AFAIK, adding Groups to SPO sites has been there for a while
Ya, the issues with it I've seen are in regards to indexing and searching content (previously didnt work for o365 groups). I **THINK** that has also recently been fixed so that it works, but check that out too.

Also check out audience targeting, cause that didnt work either, but I havent tested it again.

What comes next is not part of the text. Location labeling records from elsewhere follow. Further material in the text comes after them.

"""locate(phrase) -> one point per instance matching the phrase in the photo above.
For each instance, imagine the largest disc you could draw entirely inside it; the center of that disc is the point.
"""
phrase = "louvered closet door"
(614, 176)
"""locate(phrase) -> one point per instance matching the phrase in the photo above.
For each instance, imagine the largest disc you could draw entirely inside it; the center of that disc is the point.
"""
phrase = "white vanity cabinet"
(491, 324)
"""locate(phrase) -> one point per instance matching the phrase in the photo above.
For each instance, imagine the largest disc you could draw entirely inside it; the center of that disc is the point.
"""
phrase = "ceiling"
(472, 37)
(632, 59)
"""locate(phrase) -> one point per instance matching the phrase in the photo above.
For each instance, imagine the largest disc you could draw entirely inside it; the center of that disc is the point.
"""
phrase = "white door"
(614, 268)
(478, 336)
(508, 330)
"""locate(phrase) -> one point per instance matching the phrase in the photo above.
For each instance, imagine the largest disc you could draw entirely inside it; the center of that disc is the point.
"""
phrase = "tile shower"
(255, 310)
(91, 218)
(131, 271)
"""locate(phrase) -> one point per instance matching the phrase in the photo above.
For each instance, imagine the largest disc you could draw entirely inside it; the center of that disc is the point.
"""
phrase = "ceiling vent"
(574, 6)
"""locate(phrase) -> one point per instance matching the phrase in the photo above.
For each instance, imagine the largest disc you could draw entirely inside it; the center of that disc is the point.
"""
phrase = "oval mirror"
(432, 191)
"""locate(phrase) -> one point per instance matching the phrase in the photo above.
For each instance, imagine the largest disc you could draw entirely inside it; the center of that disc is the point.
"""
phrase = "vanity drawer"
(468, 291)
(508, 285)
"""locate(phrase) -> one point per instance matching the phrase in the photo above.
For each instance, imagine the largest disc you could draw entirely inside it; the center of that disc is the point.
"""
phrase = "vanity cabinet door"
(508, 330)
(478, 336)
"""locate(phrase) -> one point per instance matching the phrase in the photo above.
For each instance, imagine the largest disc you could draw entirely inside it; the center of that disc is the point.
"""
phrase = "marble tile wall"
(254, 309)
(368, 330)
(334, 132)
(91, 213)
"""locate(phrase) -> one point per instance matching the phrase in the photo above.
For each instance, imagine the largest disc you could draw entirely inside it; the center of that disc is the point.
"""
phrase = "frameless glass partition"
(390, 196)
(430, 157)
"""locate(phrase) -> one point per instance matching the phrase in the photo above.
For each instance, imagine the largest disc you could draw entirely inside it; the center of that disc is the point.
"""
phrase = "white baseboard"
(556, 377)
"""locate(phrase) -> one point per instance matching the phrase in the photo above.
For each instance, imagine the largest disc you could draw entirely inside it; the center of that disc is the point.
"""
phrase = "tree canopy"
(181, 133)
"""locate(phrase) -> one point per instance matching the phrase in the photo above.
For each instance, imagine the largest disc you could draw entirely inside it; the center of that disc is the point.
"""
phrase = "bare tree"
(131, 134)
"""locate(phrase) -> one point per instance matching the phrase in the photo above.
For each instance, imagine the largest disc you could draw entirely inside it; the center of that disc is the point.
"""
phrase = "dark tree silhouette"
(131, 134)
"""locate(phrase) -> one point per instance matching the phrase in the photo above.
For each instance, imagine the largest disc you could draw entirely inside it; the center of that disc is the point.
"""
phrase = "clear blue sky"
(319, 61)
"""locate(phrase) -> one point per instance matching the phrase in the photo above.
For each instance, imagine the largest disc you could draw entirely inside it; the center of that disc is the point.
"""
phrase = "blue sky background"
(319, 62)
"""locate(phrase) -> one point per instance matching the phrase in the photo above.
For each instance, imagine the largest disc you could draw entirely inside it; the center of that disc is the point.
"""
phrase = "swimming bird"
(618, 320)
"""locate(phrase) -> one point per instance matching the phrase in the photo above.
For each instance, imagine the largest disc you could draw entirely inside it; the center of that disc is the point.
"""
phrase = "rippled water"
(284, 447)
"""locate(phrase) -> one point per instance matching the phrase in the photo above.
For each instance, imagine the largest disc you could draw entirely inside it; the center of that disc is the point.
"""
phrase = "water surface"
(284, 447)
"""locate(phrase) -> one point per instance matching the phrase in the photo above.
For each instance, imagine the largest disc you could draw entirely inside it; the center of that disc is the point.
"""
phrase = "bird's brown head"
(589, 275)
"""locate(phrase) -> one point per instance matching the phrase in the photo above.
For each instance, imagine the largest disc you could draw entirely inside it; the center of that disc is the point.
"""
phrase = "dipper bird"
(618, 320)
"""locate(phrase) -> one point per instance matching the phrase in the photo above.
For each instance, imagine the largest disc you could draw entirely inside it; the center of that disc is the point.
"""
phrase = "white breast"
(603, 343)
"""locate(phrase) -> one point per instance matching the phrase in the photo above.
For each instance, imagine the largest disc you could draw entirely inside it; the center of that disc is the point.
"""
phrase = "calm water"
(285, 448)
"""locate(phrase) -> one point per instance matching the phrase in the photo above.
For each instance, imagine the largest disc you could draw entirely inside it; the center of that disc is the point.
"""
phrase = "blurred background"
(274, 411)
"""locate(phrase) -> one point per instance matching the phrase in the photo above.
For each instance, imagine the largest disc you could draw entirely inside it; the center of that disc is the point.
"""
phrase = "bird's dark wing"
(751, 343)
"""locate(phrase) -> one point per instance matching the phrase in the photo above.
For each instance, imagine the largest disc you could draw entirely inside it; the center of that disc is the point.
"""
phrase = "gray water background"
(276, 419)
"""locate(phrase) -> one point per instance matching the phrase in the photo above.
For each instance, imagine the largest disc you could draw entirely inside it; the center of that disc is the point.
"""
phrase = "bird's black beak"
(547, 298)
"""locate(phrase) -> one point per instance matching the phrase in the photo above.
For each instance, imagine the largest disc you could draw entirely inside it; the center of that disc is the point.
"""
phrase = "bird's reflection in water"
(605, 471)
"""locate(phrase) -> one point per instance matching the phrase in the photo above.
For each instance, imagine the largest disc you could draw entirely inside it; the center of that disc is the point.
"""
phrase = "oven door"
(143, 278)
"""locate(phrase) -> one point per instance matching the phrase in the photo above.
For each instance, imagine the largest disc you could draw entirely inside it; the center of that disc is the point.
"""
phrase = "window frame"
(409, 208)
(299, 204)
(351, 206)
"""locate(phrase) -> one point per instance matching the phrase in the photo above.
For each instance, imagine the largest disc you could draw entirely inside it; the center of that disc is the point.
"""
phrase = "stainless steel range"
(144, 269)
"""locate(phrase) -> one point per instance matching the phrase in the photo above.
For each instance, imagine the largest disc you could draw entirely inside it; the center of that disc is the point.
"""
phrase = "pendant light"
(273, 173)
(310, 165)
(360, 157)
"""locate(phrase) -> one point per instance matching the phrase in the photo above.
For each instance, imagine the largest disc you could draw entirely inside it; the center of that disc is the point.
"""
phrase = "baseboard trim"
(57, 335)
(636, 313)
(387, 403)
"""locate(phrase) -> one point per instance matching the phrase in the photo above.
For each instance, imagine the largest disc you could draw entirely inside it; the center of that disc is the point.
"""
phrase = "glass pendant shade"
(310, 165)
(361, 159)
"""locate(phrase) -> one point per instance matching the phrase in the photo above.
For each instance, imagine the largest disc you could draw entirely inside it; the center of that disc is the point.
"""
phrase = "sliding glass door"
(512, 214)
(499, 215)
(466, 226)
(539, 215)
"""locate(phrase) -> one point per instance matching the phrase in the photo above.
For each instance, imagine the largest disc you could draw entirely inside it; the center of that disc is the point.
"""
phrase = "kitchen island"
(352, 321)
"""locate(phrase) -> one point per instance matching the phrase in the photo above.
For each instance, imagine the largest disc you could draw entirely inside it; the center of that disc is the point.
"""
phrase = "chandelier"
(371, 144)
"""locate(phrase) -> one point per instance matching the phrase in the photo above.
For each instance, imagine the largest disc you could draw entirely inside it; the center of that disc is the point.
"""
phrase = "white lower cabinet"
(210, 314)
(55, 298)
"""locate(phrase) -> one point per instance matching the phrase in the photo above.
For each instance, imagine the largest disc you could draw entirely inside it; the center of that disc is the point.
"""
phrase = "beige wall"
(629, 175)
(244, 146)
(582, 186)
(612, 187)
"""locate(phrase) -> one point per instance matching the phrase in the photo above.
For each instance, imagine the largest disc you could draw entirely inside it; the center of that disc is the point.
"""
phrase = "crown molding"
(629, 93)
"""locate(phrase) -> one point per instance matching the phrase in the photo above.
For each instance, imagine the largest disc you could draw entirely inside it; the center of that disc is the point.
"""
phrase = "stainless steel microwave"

I wanted to add my voice to those requesting this feature.  Ideally we would have one group that is leveraged across these different contexts.  In particular our on-prem AD group that gets synced up as a Security Group.  I'd like to either "add" O365 Groups to that group (the way you can add Teams to an O365 Group in concept) or else be able to create an O365 Group and then add then add the security group to that.  I prefer the former, but the latter would work for me as well.

We really need security groups to define members of O365 groups.... reason is simple logic: I would assume everyone would agree that there are a smaller number of expected security groups in comparison to the expected number of Office 365 groups...especially if we are going to be making O365 groups for small tasks/projects with the same list of members over and over again. O365 groups without relying on pre-set groups of individuals (security groups) is simply unusable at scale. For example - if you have 50 O365 groups for 50 different little projects and you hire more team member that will access these projects...you are stuck editing 50 groups instead of tossing that new person into one security group. The only way this works is powershell scripting - but it looks like you are at least partially adding O365 groups to prevent scripting (auto-creation of resources.) Right now it seems like O365 groups are in Chaos Mode...

I've read some other posts about this issue and there seems to be a core misconseption from MS of how larger organizations utilize Security Groups (Yes, they still have a purpose).  If Microsoft's mindest is 365 groups being used in the cloud for a small organization, there is no reason for linking to security groups.  But larger organizations need security groups on prem, and as other posters have mentioned, there are likely to be many 365 groups with the same members.  Let's pretend we have a group called "accounts_payable".  The group has access to ERP system assets, File servers (yes, not all files moved to SP yet), BI systems and then a 365 group is created for their team.  Then a few other 365 groups are created for projects for that team.  Now we're managing users in multiple groups that all should have the same membership?  This type of mindset simply doesn't work at the enterprise level.  I keep seeing examples like this that make me wonder if 365 is designed for cloud only Small Businesses.

 

Does anyone have suggestions or examples on how they're managing and tracking their security + 365 groups?  A spreadsheet?  The thought makes me nauseous. 

Please provide nesting (andI do not mean "add members") of security groups as a member of Office 365 Groups as soon as possible, and especially these synced from an on-premises AD.

Without, Office 365 Groups as well as MS Teams are not production ready even in an SMB environment, not to speak of "enterprise ready".

Please don't misunderstand me, I like the idea of Office 365 Groups and MS Teams due to their simplicity, but we can't stand an administration overhead and permissions auditing nightmare caused by a 1970s group membership concept.

Thank you very much!

I would like to add my voice to the mix.  We need the ability to add an active directory domain security group as a member of an Office 365 group.  When we onboard new employees we copy the AD account of an existing user in the same role so the new employee automatically gets added to the same groups as his coworkers in that role.  We can't easily identify and add the new employee to all of the Office 365 groups that he may need to be a member of.  I would be fine with doing this using PowerShell (add the object ID of the security group to the Office 365 group or some such) if that's what would be needed.  By the way, we are a gold partner so if this is being discussed in a forum or in preview under NDA sign me up.

Has anyone tried adding an AD group into the Office Group site collection administrators?